I’ve even felt it as I’ve flung water from evergreen sprigs into the pews full of bewildered people. The questions always seemed important. It felt like it was important to weigh each word and understand each enormous promise we were making. But, on that Sunday In Advent with my baby cuddled close to my heart, it didn’t feel like the questions mattered as much as my answers. All I know now is that it will be different. It will be different than it ever was before.
This is a tough week. The words from the Revised Common Lectionary that will inspire our worship this Sunday are hard. It is hard not to feel like a finger is being pointed directly at you. It’s hard not to feel judged. It’s difficult to feel like there is any bit of grace, but there is. There always is.

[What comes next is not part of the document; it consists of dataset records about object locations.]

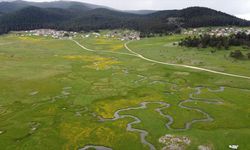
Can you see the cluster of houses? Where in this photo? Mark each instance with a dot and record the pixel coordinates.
(220, 31)
(123, 35)
(49, 33)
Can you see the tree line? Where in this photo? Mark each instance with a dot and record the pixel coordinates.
(219, 42)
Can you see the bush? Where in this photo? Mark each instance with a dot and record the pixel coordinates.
(236, 54)
(248, 55)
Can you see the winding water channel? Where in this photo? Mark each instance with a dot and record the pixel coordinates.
(164, 105)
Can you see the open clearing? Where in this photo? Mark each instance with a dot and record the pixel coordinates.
(93, 93)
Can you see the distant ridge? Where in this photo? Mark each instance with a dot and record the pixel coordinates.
(77, 16)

So, let’s start there and acknowledge that there is grace. Even when we don’t feel it, even when we don’t deserve it, there is grace. Let that be the first ingredient that we add to our worship planning. Let there be a heap of grace thrown in first. Make sure there’s enough for you, for me and anyone that might show up to worship on Sunday. Throw in an extra dash for those that you don’t really like. Or the people that have made you doubt grace. Say, for example, internet trolls. Or maybe politicians. I won’t suggest which ones though you may well know where my alliance lie by now. Ahem.
When I think of grace, especially having read the gospel for this week, I can’t help but think of baptism. It sounds a bit like Penecost. There is a new spirit in these words that comes with the fire and water that John foretold in the beginning of this gospel. Each and every one of these readings picks up on fire. There’s the raging fire in Hebrews, Jeremiah’s word that is like fire and the vines that have burned and cut down in the Psalm. Fire is the stuff of passion. It’s the stuff of hope. These prayers hope to cook with such fire from the Spirit.
*Call to Worship (Responsive)
One: Kindle the fire of love today.
All: Ignite the hope we need this day.
One: Burn our pessimism into a fine mist.
All: Spark our imaginations with signs of peace.
One:Let embers glow in all our words.
All: May our hearts no more be divided.
Prayer for Confession (Unison)
Restore us, O God, from the destruction we bring upon ourselves. You entrusted this world to us. You asked us to tend and keep it but instead of caring for this earth, we have burned it with fire. We have cut it down. We have ripped it apart. We have caused the seasons to shift in our carelessness. The scorching heat only causes us to bellow your name, O God, demanding you to clean up our act. Restore our love for all creation. Allow us to be as gentle with ourselves as we might be with this earth. For, we know, you love us both. You call all your creation good. Help us to hear that blessing in this present time as we seek your forgiveness.
Affirmation of God’s Grace (Responsive)
One: In this present time, even as fires still rage, God’s word breaks our hearts into pieces. God makes a way for peace where there was none by saying, again and again:
All: In Christ we are forgiven. Alleluia! Amen.
Prayer of Dedication (Unison)
Let us not divide these offerings like lots. Let us use these gifts to radiate the love of Jesus Christ in all of our ministry. May all that we offer in your name, O God, spark hope for our broken world. In Jesus’ name, we pray. Amen.